But mistakes have been made, too. When Israel attacked a meeting of Hamas leaders in a villa in Doha, the Qatari capital, last September, the missiles hit the wrong room, missing the prime targets. This time nothing was left to chance. Khamenei’s compound was struck by 30 missiles and completely destroyed.
Both the build up to this war and Khamenei’s assassination involved a degree of co-operation between the American and Israeli intelligence services that is striking even for such close allies. Usually they are circumspect about sharing some of their unique capabilities. But last year, for the first time, the Americans provided the IDF with direct access to a live-feed from their surveillance satellites, having previously only handed over information on a need-to-know basis. Israel has a handful of its own satellites but their coverage is partial. “It was incredible: for the first time we could see in our own headquarters what the Americans are seeing at the same time,” says one Israeli intelligence officer.
The volume of material available to advanced signal-intelligence collectors is unprecedented. It comes not just from phones carried by targets and those around them, but from other “smart” devices, such as navigation apps and cameras installed in more recent models of cars. Both America’s and Israel’s intelligence communities have invested in artificial-intelligence tools to analyse the torrent of data that flow from these. The Americans’ access to Silicon Valley gives them a boost in this regard.
Technological advances are a mixed blessing. The prevalence of biometric passports and international-identification databases makes it more difficult for spies to take on fake identities when operating in enemy countries. With classic agent-running operations no longer possible, services such as the Mossad, Israel’s spy agency, are having to rethink their work. A breakthrough when tracking down a target is today more likely to come from an analyst sitting at a desk than an agent in the field, or at least from a combination of the two.
New ways of working may make assassination attempts more likely to succeed.

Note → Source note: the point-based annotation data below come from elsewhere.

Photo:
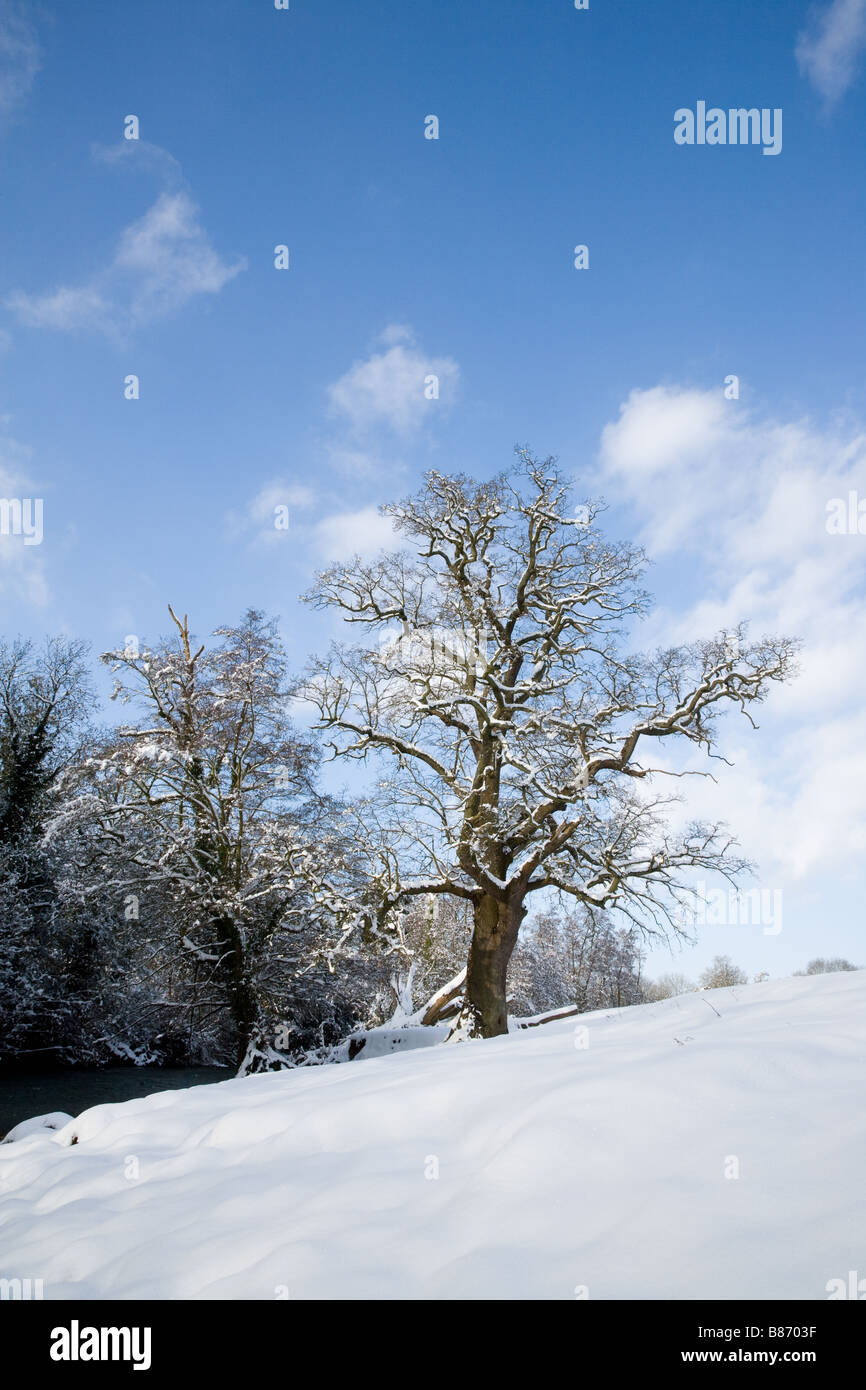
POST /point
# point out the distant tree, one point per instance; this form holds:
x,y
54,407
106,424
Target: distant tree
x,y
495,683
720,973
210,819
45,706
576,957
820,966
667,987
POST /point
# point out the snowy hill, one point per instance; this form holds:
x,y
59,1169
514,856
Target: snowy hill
x,y
566,1159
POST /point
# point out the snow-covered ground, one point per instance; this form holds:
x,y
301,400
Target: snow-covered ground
x,y
592,1157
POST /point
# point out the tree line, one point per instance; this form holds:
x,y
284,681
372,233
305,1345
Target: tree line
x,y
178,887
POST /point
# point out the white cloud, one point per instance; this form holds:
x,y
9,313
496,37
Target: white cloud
x,y
742,503
830,47
20,56
163,260
353,533
392,387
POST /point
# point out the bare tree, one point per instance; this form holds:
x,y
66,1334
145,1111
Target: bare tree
x,y
495,681
667,987
722,972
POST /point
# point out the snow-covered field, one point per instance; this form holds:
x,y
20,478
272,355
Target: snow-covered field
x,y
585,1158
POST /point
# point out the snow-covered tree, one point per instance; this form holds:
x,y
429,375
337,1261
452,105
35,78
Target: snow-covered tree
x,y
667,987
722,972
822,966
495,681
210,820
45,705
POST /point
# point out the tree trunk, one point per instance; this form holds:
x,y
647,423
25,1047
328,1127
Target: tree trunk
x,y
242,1000
494,938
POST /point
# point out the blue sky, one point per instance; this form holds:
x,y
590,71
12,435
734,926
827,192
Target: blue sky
x,y
452,256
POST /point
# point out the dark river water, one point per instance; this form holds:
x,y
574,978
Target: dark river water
x,y
78,1089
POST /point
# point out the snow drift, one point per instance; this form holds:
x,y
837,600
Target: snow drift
x,y
705,1147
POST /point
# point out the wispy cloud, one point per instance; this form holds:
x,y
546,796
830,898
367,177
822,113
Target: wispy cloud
x,y
831,45
353,533
161,262
398,387
270,517
742,503
20,54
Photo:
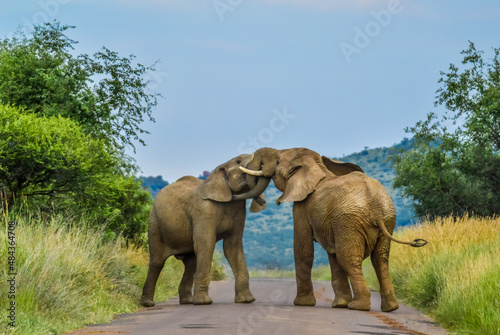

In 1992 an Israeli plan to assassinate Saddam Hussein in Iraq failed after five members of a special-forces unit were killed during an exercise rehearsing the operation, highlighting the dangers of using operatives on the ground for assassinations. Such operatives remain crucial but Israel increasingly also uses fighter-jets and armed drones for assassination missions. Manipulated hardware, such as the pagers Israel used in September 2024 to kill dozens of Hizbullah’s operatives and wound many more, is another option.
Assassinations remain highly controversial and their results are uncertain. Israel has often killed the leaders of militant organisations. It eliminated an entire generation of Hamas leaders, including Sheikh Ahmed Yassin, the movement’s founder, but the organisation endured and was still able to attack Israel, culminating in the massacres of October 7th 2023. In 1992 Israeli attack helicopters assassinated Hizbullah’s leader Abbas Musawi, only to see him replaced by the much more capable Hassan Nasrallah, who over the next three decades transformed the movement into a force that dominated Lebanese politics and threatened Israel with its formidable arsenal.
Assassinating the leader of a country raises the risk still further. Khamenei’s death was never likely to yield the swift and decisive result Mr Trump desired, partly because, as pointed out by a former chief of an Israeli intelligence service, neither Israel nor America seem to have “worked out what and who comes after Khamenei”.